Appearance
Workflows
What is a Workflow?
A Workflow in YuzeData is a data integration process that orchestrates the flow of data between systems. Workflows connect datapoints, connectors, and master data to automate your data operations.
Each workflow is built from workflow steps - reusable steps that perform specific operations like fetching data from an API, transforming values, or producing datapoints.
Workflows and Workflow Steps
Workflows and workflow steps work together:
| Concept | Description |
|---|---|
| Workflow | The container that defines the overall data integration process. Created from scratch for your specific needs. |
| workflow step | A step within a workflow. Built from templates that define what the step can do. |
Workflow Step Templates and Instances
Workflow steps follow a template/instance pattern:
- workflow step template: A blueprint defining a type of operation
- workflow step instance: A configured step in your workflow, created from a template with your specific settings
When you add a step to a workflow, you select a workflow step template and configure it to create an instance. This allows you to reuse the same template multiple times with different configurations.
Example Templates
Common workflow step templates include:
| Template | Description |
|---|---|
| Pull data feed | Pulls data via a configured connector into the platform as a feed |
| Push data feed upstream | Pushes a datafeed upstream via a configured connector |
| Pull and push data | Pulls data from a source system and immediately pushes it to a target system without storing it on the platform |
| Filter | Filters datapoints and creates a new stream from them |
| Datapoint aggregation | Consumes datapoints and aggregates them |
| Deduplication | Takes data from a source bucket and adds it to a target bucket while ensuring no duplicate records |
| Lookup | Retrieves data from an external system using a configured connector |
| YuzeScript | Executes a YuzeScript expression for custom transformations |
| Execute Connector | Executes a connector operation as fire-and-forget (useful for one-time queries or scheduled operations) |
| Import master data | Imports data from a connector and stores results as master data |
| Export master data | Exports master data to a connector |
| Map Master data items | Maps master data items between different systems by adding mapping identifiers from external systems |
Triggers
Workflow steps can be triggered in three ways:
| Trigger | Description |
|---|---|
| Schedule | Runs automatically at specified intervals (e.g., every hour, daily at midnight) |
| Data Feed | Triggered when new datapoints arrive in a consumed feed |
| Parent workflow step | Triggered by another workflow step, enabling workflow chaining |
Schedule Trigger
Schedule-based triggers run a workflow step at regular intervals. You can configure schedules like:
- Every 15 minutes
- Every hour
- Daily at a specific time
- Weekly on specific days
Data Feed Trigger
When a workflow step is configured to consume a datapoint feed, it can be set to trigger automatically when new datapoints arrive. This creates a reactive pipeline where data flows through workflow steps as it becomes available.

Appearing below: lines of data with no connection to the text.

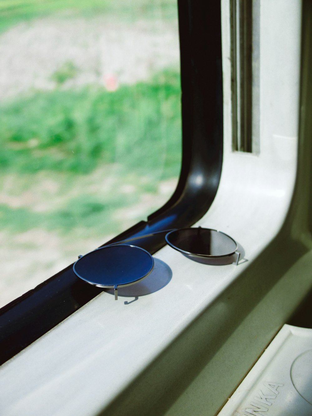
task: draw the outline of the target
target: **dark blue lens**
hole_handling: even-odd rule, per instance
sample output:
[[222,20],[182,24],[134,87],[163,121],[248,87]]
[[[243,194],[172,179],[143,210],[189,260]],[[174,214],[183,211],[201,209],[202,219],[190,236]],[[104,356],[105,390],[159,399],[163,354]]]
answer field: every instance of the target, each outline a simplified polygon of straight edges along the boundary
[[148,252],[126,245],[106,246],[83,256],[74,265],[77,275],[103,287],[129,285],[147,276],[154,261]]

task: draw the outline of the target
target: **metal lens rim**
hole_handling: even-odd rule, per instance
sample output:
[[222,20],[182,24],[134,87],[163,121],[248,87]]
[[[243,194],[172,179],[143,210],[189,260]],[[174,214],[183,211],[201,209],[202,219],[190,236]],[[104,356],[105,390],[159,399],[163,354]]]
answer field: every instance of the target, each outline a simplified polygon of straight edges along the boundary
[[91,254],[91,253],[93,253],[95,251],[97,251],[99,250],[103,250],[105,248],[109,248],[110,247],[120,247],[121,245],[126,246],[127,247],[133,247],[134,248],[138,248],[140,250],[142,250],[142,251],[144,251],[146,253],[146,254],[148,254],[149,255],[149,256],[150,258],[151,259],[152,261],[152,265],[151,267],[149,270],[149,271],[147,272],[147,273],[146,274],[144,275],[144,276],[141,276],[140,277],[139,277],[134,280],[133,280],[132,282],[131,282],[129,283],[125,283],[125,284],[118,283],[117,285],[116,285],[118,286],[118,287],[124,287],[126,286],[130,286],[131,285],[134,285],[134,283],[137,283],[137,282],[139,282],[140,280],[143,280],[144,279],[145,279],[145,277],[147,277],[147,276],[149,276],[151,273],[151,272],[153,271],[153,269],[154,268],[154,265],[155,263],[154,262],[154,259],[153,257],[153,256],[152,256],[151,253],[149,253],[148,251],[147,251],[146,250],[144,250],[144,248],[142,248],[141,247],[138,247],[136,245],[133,245],[132,244],[110,244],[109,245],[104,245],[103,247],[99,247],[99,248],[97,248],[95,250],[92,250],[92,251],[90,251],[89,252],[89,253],[87,253],[84,255],[82,256],[80,258],[79,258],[78,260],[76,260],[76,261],[75,262],[74,264],[74,265],[73,266],[73,270],[74,270],[74,272],[76,275],[77,275],[79,277],[80,277],[80,279],[82,279],[83,280],[84,280],[85,282],[87,282],[90,285],[92,285],[93,286],[96,286],[97,287],[102,287],[104,289],[114,289],[114,285],[99,285],[97,283],[95,283],[92,282],[90,282],[89,280],[88,280],[87,279],[86,279],[85,277],[83,277],[82,276],[80,276],[80,275],[76,271],[76,269],[75,268],[75,266],[77,264],[77,263],[78,263],[78,262],[79,260],[81,260],[82,258],[83,258],[84,257],[86,257],[89,254]]
[[[226,237],[227,237],[228,238],[229,238],[230,240],[232,240],[232,241],[234,243],[234,244],[235,245],[235,250],[234,250],[233,251],[231,252],[230,253],[228,253],[227,254],[222,254],[219,256],[212,255],[210,254],[198,254],[197,253],[191,253],[190,252],[186,251],[184,250],[183,250],[181,248],[179,248],[176,246],[174,245],[168,240],[168,236],[169,236],[172,233],[174,233],[175,231],[181,231],[187,230],[197,230],[198,229],[198,228],[200,228],[202,230],[205,230],[207,231],[215,231],[217,233],[220,233],[220,234],[223,234],[224,235],[225,235]],[[188,228],[178,228],[176,230],[173,230],[172,231],[169,231],[169,233],[167,233],[165,236],[165,239],[166,239],[166,240],[168,245],[170,245],[170,247],[171,247],[172,248],[174,249],[175,250],[176,250],[177,251],[179,251],[180,253],[182,253],[182,254],[186,254],[187,255],[191,256],[193,256],[194,257],[203,257],[203,258],[220,258],[221,257],[228,257],[229,256],[231,256],[233,255],[233,254],[234,254],[238,249],[237,243],[234,239],[234,238],[232,238],[231,237],[230,237],[229,235],[228,235],[228,234],[225,234],[225,233],[223,233],[222,231],[219,231],[218,230],[214,230],[213,228],[205,228],[202,227],[189,227]]]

Parent Workflow Step Trigger
A workflow step can be configured to run after another workflow step completes. This enables chaining multiple steps together, where the output of one step feeds into the next.
Consuming and Producing Data
Workflow steps process data by consuming input and producing output. This is how data flows through your workflows.
Consuming Data
A workflow step can consume data from several sources:
| Source | Description |
|---|---|
| Datapoint Feed | Reads datapoints from a bucket with a specific schema |
| Connector | Fetches data directly from an external system via a connector operation |
| Master Data | Reads reference data items for enrichment or processing |
| Nothing | The workflow step does not consume any data |
When consuming from a datapoint feed, you configure:
- Schema: Which schema's datapoints to subscribe to
- Bucket: Which datapoint bucket to read from
- Batch Size: How many datapoints to process per run
When consuming from a connector, you can apply schema mappings to transform the connector's input and output data to match your workflow's schemas.
Producing Data
A workflow step can either produce datapoints or produce nothing:
| Strategy | Description |
|---|---|
| Datapoint Feed | Writes datapoints to a bucket with a specific schema |
| Nothing | The workflow step does not produce output (e.g., when writing directly to an external system) |
When producing to a datapoint feed, you configure:
- Schema: The structure of the output data
- Bucket: Which datapoint bucket to write to
Chaining Workflow Steps
Consuming and producing enables chaining - connecting workflow steps together so data flows through multiple processing steps.
- Workflow step A produces datapoints to bucket "metrics"
- Workflow step B consumes from bucket "metrics"
- Workflow step B processes the data and produces to bucket "alerts"
- Workflow step C consumes from bucket "alerts" and sends notifications
This pattern allows you to build complex data pipelines from simple, focused steps.
Settings
Each workflow step instance has settings that control its behavior. Settings are defined by the template and configured when you create an instance.
Template-Defined Settings
The workflow step template defines which settings are available. Common settings include:
| Setting Type | Examples |
|---|---|
| Filter conditions | Field comparisons, AND/OR logic |
| Aggregation rules | Group by fields, aggregation operations |
| Deduplication fields | Which fields to use for duplicate detection |
| Script expressions | YuzeScript code for custom transformations |
Connector Settings
When a workflow step uses a connector, you configure which connector instance and operation to use. This links the workflow step to your deployed connectors.
Capacity Settings
For workflow steps that process large amounts of data or require more resources, you can configure capacity settings to control how the workflow step executes.
Execution Preference
| Mode | Description |
|---|---|
| In-Process | Runs within the standard processing infrastructure (default) |
| Out-of-Process | Runs in a dedicated container with configurable resources |
Compute Specifications
When using out-of-process execution, you can select a compute specification:
| Specification | CPU | Memory |
|---|---|---|
| Small | 0.25 cores | 0.5 GB |
| Medium | 1 core | 2 GB |
| Large | 2 cores | 4 GB |
| Extra Large | 4 cores | 8 GB |
Use higher capacity settings for workflow steps that:
- Process large batches of datapoints
- Perform complex transformations
- Call external systems with slow response times